L'Extrême-orient russe ébranlé par des manifestations
A Khabarovsk, la plus grande ville de Sibérie orientale, les habitants ont défilé par dizaines de milliers pour protester contre l'arrestation du gouverneur de la région, Sergueï Fourgal, accusé d'avoir commandité deux meurtres en 2005. Des manifestations spontanées en faveur de Fourgal et hostiles au Kremlin ont également été observées dans d'autres villes. Comment expliquer la vive réaction suscitée par l'arrestation d'un politique affilié au parti nationaliste LDPR ?
Moscou s'éloigne un peu plus chaque jour
Sur gordonua.com, le chroniqueur Viktor Chenderovitch a la conviction que l'enjeu de la contestation dépasse l'arrestation du gouverneur :
«Les habitants de Khabarovsk sont descendus dans les rues ; ils ne l'ont pas fait pour Fourgal, mais pour eux-mêmes. Car en arrêtant un gouverneur élu par leurs voix, Moscou leur a infligé un camouflet public. La situation est tragicomique. Car Fourgal n'est pas un personnage comparable à [Václav] Havel. Mais au vu de l'importance des enjeux, on ne s'arrête pas à des détails aussi minimes. Ils ont quand même du cran, les gens de Khabarovsk.
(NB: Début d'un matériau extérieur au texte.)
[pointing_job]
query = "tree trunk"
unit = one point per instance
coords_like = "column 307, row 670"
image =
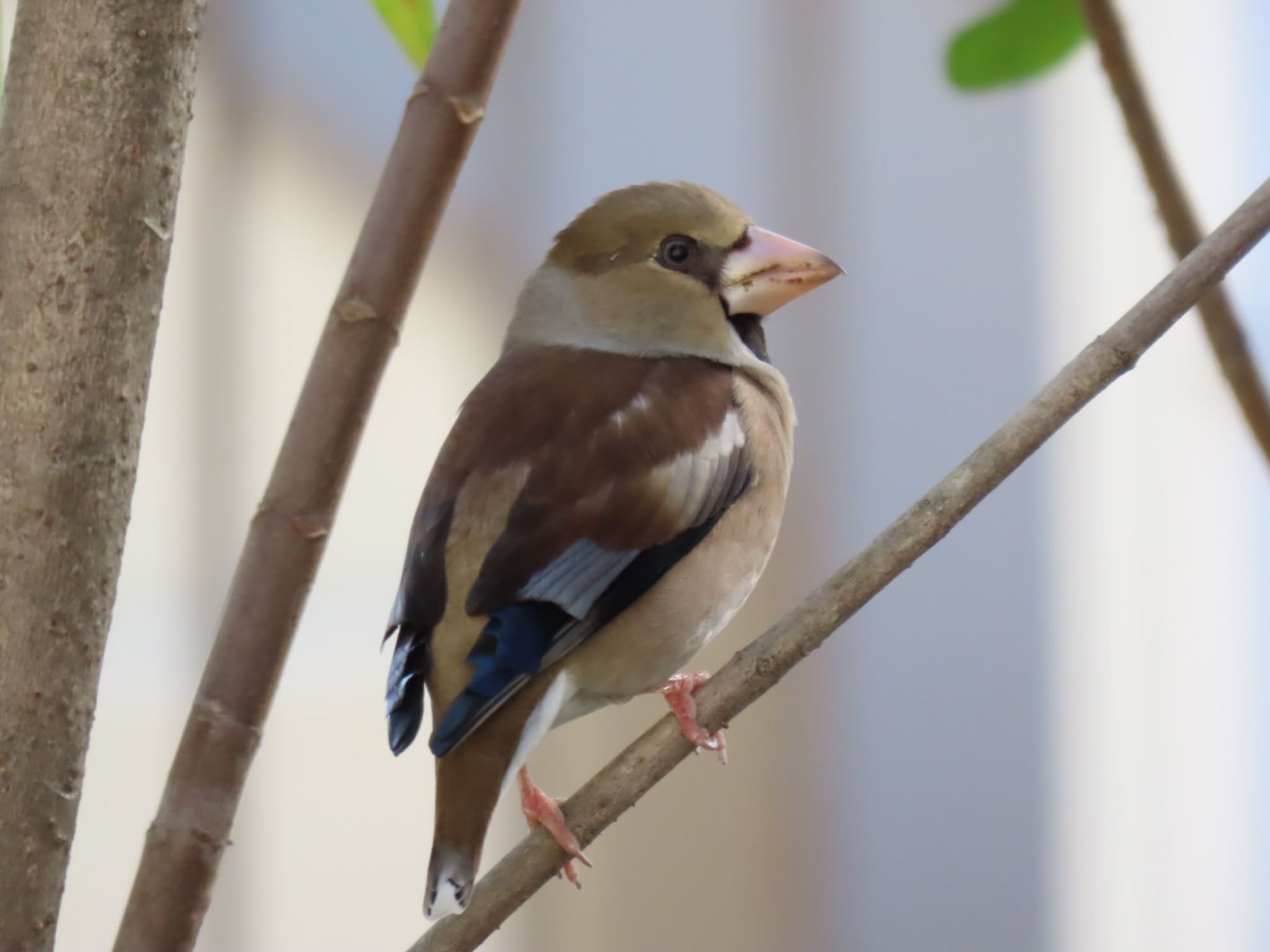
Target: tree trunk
column 92, row 136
Les forces de police n'affichent aucun zèle à les interpeler et encore moins à leur donner des coups de gourdin. ... Moscou est bien loin, et elle s'éloigne un peu plus chaque jour.»
La Sibérie orientale se sent laissée pour compte
Vedomosti explique le soulèvement par la crise qui frappe la province :
«En 2019, la région a perdu 18 500 habitants en l'espace d'une année seulement. Une part importante des jeunes n'a jamais mis les pieds à Moscou. Le gaz en provenance de Sakhaline, qui traverse la région par une conduite, se monnaie en dollars. C'est cette dégradation de la situation qui a entraîné l'élection de Fourgal en 2018. ... Quand en 1920, les Bolcheviques avaient déclaré l'indépendance de la république orientale, ils avaient tenu compte des spécificités et des intérêts de la région. Deux ans plus tard, l'intégration de cette république à l'Union soviétique s'était déroulée dans la paix - alors que ce type de mesure avait fait couler le sang ailleurs. Aujourd'hui, le centralisme sans ménagement pratiqué par Moscou met à mal la cohésion du pays.»